She hurried to disengage the alarm system, then opened the door and smiled, an expression that sometimes still felt awkward on her face. “Hi, Gage.”
He smiled back, a crooked expression as the burn scar on one side of his face caused one side of his mouth to hitch oddly. “Hi, Cory. Got a minute?”
“For you, always.” She let him in and asked if he’d like some coffee.
“I’m coffeed out,” he said, still smiling. “Too many cups of Velma’s brew and my stomach starts reminding me I’m mortal.” Velma was the dispatcher at the sheriff’s office, a woman of indeterminate age who made coffee so strong few people could finish a single cup. The deputies, however, sucked it down by the pot.
She invited him into her small living room, and he perched on the edge of her battered recliner, his tan Stetson in his hands.
“How are things?” he asked.
“Okay.” Not entirely true, maybe never true again, but the bleak desert of her heart and soul were not things she trotted out. Not for anyone.
“Emma mentioned something to me.” Emma was his wife, the county librarian, a woman Cory admired and liked. “She said you were a bit tight financially.”
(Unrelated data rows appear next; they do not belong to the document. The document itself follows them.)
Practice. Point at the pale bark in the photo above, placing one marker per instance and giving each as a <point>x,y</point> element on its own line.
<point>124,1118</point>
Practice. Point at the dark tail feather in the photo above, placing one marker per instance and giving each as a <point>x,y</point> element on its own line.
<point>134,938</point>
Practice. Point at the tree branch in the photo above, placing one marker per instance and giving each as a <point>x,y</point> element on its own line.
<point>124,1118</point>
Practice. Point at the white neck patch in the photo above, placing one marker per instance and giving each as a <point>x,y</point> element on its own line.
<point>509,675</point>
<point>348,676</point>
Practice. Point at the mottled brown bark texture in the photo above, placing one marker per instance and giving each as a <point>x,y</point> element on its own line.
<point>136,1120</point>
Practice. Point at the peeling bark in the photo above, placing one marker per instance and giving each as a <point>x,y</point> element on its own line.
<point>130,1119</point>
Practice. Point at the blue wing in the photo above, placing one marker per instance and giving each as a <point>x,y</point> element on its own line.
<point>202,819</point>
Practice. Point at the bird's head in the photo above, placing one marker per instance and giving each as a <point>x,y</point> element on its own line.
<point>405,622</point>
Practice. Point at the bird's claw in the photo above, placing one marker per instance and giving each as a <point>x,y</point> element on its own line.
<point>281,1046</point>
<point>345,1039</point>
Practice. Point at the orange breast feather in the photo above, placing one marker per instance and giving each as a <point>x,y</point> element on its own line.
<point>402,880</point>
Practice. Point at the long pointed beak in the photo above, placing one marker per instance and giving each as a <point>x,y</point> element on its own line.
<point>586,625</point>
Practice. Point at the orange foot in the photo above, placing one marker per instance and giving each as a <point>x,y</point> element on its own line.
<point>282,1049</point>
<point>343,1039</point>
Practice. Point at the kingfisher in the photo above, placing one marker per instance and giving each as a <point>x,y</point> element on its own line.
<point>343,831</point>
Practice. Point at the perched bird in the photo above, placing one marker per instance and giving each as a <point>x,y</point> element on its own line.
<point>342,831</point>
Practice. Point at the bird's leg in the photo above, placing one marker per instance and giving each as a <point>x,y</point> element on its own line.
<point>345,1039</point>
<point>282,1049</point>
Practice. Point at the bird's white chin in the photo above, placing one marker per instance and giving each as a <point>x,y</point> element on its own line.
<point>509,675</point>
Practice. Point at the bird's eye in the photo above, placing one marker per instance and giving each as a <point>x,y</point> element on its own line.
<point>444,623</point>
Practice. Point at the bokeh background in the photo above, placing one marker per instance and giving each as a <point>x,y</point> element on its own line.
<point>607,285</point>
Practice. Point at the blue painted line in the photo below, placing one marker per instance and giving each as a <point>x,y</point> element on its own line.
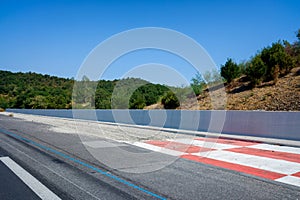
<point>82,163</point>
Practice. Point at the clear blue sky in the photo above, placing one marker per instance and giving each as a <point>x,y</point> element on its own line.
<point>54,37</point>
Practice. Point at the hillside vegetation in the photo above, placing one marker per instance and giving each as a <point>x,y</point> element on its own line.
<point>267,81</point>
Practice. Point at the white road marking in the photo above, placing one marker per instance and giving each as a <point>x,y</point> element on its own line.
<point>158,149</point>
<point>103,144</point>
<point>36,186</point>
<point>292,180</point>
<point>213,145</point>
<point>269,164</point>
<point>270,147</point>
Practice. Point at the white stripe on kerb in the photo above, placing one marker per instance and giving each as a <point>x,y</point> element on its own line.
<point>269,164</point>
<point>290,180</point>
<point>271,147</point>
<point>36,186</point>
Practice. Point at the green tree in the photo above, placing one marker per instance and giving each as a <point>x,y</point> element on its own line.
<point>230,70</point>
<point>170,101</point>
<point>256,70</point>
<point>276,55</point>
<point>198,84</point>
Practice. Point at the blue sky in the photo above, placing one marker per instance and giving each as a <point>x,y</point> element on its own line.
<point>54,37</point>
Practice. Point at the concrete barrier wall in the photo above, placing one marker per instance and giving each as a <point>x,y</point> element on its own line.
<point>283,125</point>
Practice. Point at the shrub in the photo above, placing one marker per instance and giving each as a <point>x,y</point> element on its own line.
<point>170,101</point>
<point>256,71</point>
<point>230,70</point>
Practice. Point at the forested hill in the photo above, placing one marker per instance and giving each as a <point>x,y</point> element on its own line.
<point>37,91</point>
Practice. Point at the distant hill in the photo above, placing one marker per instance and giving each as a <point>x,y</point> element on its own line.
<point>282,96</point>
<point>36,91</point>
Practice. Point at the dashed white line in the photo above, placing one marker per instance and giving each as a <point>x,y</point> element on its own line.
<point>36,186</point>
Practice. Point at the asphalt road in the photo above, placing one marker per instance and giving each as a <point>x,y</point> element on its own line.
<point>62,163</point>
<point>11,186</point>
Cory felt her cheeks heat. “That wasn’t for distribution.”
Gage smiled. “Husband-and-wife privilege. It doesn’t go any further, okay?”
She tried to smile back and hoped she succeeded. Things were indeed tight. Her salary as a grocery-store clerk had been tight from the beginning, but now because times were hard, they’d asked everyone to take a cut in hours. Her cut had pushed her to the brink, where canned soup often became her only meal of the day.
Gage shook his head. “I’ll never in a million years understand how they work this witness protection program.”
Cory bit her lip. She didn’t like to discuss that part, the part where her husband, a federal prosecutor, had become the target of a drug gang he was going after. The part where a man had burst into her house one night and killed him. The part where the feds had said that for her own protection she had to change her identity and move far away from everything and everyone she knew and loved.
“They do the best they can,” she said finally.
“Not enough. It’s not enough to buy you a house, give you a few bucks, get you a job and then leave you to manage. Not after what you’ve been through.”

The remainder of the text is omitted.